Bizim toplum işyerlerinde asgari ücretin yarısının ödenmesi “vicdansız sömürü” olmasının yanısıra, asgari ücret uygulayarak yasalara saygı duyan esnafa karşı haksız rekabet de yaratıyor… Ayrıca asgari ücret uygulamayan işyerlerine yasal cezanın 20 bin sterlinden başladığını da hatırlatayım…

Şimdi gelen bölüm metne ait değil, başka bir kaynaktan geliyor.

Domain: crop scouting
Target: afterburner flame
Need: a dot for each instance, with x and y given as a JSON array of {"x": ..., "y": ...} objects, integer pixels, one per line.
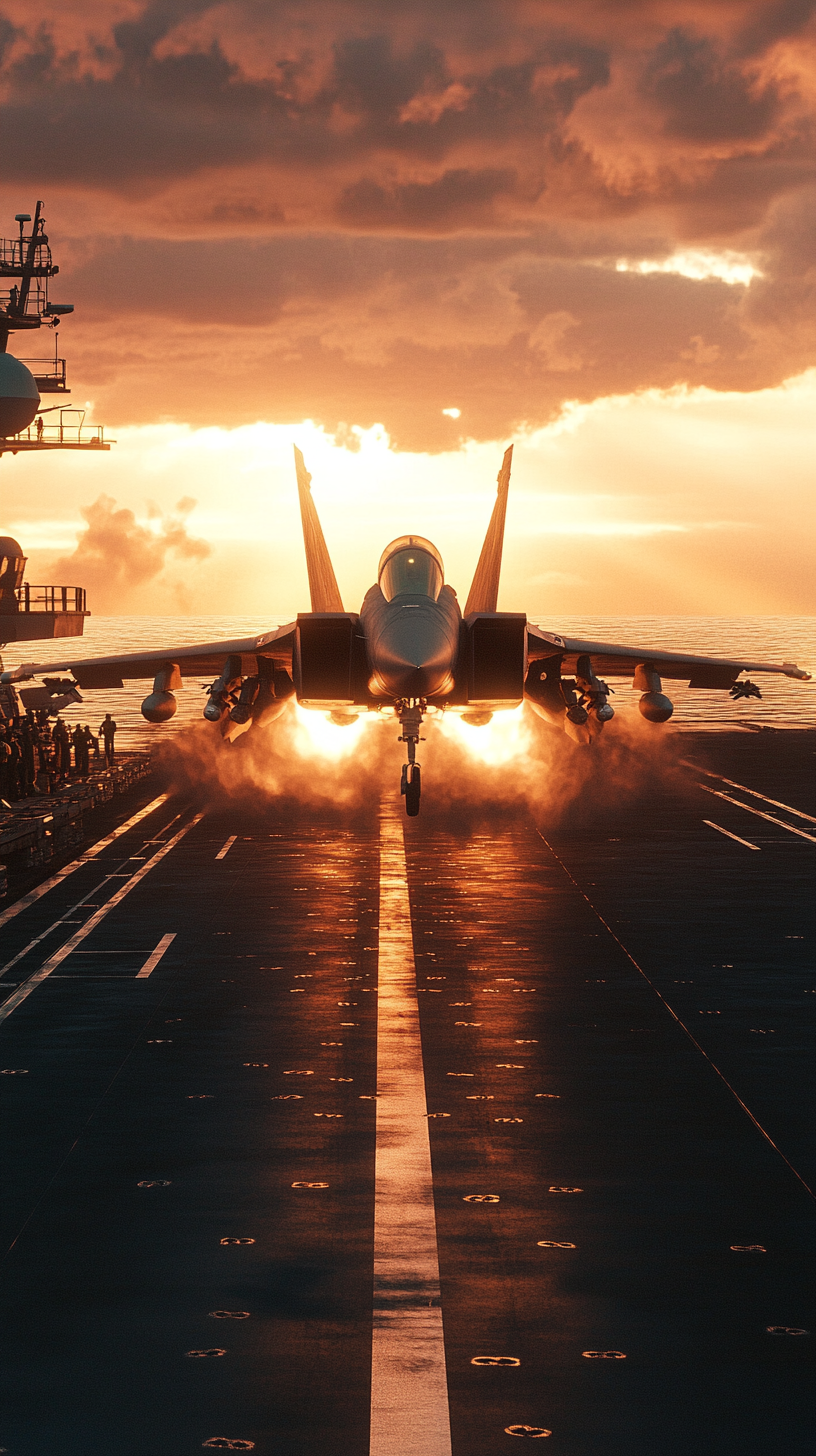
[
  {"x": 316, "y": 736},
  {"x": 503, "y": 740}
]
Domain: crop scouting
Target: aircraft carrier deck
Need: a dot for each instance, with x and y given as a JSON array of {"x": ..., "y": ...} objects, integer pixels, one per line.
[{"x": 579, "y": 1209}]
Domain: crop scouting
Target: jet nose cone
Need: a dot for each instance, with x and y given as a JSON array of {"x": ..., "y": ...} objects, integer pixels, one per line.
[
  {"x": 413, "y": 645},
  {"x": 408, "y": 679}
]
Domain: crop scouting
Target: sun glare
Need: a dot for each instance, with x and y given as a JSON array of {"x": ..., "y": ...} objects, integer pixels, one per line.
[{"x": 727, "y": 267}]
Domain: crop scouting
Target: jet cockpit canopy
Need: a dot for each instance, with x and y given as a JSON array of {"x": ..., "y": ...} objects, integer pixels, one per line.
[{"x": 411, "y": 565}]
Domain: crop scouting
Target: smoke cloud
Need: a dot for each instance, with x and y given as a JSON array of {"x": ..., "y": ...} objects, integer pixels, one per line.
[
  {"x": 547, "y": 776},
  {"x": 115, "y": 555}
]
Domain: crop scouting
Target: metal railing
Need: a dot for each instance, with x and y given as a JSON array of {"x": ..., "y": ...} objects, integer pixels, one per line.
[
  {"x": 50, "y": 599},
  {"x": 70, "y": 430},
  {"x": 13, "y": 252},
  {"x": 48, "y": 374},
  {"x": 35, "y": 305}
]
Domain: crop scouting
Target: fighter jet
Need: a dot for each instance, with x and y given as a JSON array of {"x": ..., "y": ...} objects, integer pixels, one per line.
[{"x": 410, "y": 650}]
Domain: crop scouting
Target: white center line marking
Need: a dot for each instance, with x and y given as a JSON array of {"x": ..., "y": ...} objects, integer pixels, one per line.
[
  {"x": 67, "y": 869},
  {"x": 758, "y": 813},
  {"x": 26, "y": 987},
  {"x": 754, "y": 792},
  {"x": 155, "y": 957},
  {"x": 720, "y": 830},
  {"x": 410, "y": 1414}
]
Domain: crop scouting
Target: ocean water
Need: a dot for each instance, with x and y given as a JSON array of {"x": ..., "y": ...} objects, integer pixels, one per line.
[{"x": 784, "y": 703}]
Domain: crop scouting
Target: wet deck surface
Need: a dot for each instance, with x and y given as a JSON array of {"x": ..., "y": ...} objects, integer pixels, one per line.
[{"x": 149, "y": 1118}]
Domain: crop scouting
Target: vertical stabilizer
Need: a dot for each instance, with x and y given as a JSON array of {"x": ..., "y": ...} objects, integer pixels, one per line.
[
  {"x": 484, "y": 590},
  {"x": 322, "y": 581}
]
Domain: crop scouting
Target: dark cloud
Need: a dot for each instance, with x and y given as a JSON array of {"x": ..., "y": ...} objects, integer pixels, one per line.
[
  {"x": 459, "y": 195},
  {"x": 703, "y": 96},
  {"x": 356, "y": 211}
]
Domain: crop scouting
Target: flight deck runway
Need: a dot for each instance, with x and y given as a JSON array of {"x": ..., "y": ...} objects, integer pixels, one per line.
[{"x": 552, "y": 1183}]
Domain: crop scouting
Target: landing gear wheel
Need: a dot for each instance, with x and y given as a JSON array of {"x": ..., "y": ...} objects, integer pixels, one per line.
[{"x": 413, "y": 789}]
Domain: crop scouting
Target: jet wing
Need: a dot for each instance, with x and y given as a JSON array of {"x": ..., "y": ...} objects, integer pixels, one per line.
[
  {"x": 609, "y": 660},
  {"x": 200, "y": 658}
]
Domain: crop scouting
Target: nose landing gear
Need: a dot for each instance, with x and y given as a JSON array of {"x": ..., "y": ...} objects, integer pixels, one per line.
[{"x": 411, "y": 721}]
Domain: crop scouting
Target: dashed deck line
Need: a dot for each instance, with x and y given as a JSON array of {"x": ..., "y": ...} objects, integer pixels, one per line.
[
  {"x": 26, "y": 987},
  {"x": 76, "y": 864}
]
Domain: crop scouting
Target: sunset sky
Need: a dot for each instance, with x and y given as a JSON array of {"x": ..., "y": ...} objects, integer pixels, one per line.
[{"x": 402, "y": 235}]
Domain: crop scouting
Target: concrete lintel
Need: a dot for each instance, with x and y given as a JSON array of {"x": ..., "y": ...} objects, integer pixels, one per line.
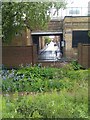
[{"x": 46, "y": 33}]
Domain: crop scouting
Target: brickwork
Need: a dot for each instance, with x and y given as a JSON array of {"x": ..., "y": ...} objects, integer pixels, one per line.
[
  {"x": 13, "y": 56},
  {"x": 84, "y": 55},
  {"x": 71, "y": 24}
]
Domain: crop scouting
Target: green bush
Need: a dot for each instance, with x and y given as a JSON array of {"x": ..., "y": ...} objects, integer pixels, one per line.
[
  {"x": 36, "y": 79},
  {"x": 46, "y": 105}
]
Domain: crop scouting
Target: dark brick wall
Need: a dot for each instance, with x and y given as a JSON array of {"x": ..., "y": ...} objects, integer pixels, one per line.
[
  {"x": 84, "y": 55},
  {"x": 13, "y": 56}
]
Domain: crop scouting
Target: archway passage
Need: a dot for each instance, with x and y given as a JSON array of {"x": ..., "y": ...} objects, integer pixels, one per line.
[{"x": 46, "y": 50}]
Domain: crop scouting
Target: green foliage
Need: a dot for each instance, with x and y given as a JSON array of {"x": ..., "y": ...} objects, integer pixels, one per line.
[
  {"x": 45, "y": 92},
  {"x": 49, "y": 105},
  {"x": 36, "y": 79}
]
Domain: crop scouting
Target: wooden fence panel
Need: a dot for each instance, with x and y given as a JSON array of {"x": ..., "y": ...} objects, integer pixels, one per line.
[{"x": 13, "y": 56}]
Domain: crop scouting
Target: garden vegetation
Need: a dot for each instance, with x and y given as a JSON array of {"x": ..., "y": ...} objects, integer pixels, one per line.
[{"x": 44, "y": 92}]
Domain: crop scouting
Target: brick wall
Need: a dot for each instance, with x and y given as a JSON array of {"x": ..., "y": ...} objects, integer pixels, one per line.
[
  {"x": 13, "y": 56},
  {"x": 84, "y": 55}
]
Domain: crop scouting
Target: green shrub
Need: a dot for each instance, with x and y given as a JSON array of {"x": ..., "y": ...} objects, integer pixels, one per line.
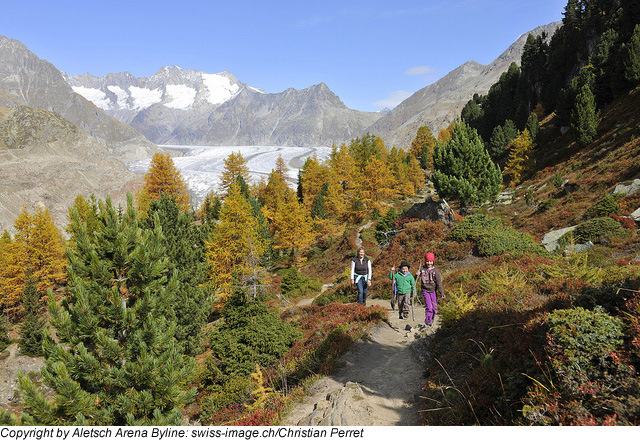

Geçen yıl İngiltere’nin yanısıra Türkiye’deki demokratik mücadeleye Londra’dan omuz vermek üzere Londra’daki Türkiye kökenli 14 dernek (biri çatı örgütü) “Britanya Demokratik Güç Birliği Platformu” adı altında güç birliğine gitmişti. Bir gazeteci olarak Platforma açık çağrıda bulunup şu sömüreye karşı çıkmalarını istemiştim. Emekten yana siyaset yaptığını düşünen bu “güç birliği” beni hayal kırıklığına uğrattı…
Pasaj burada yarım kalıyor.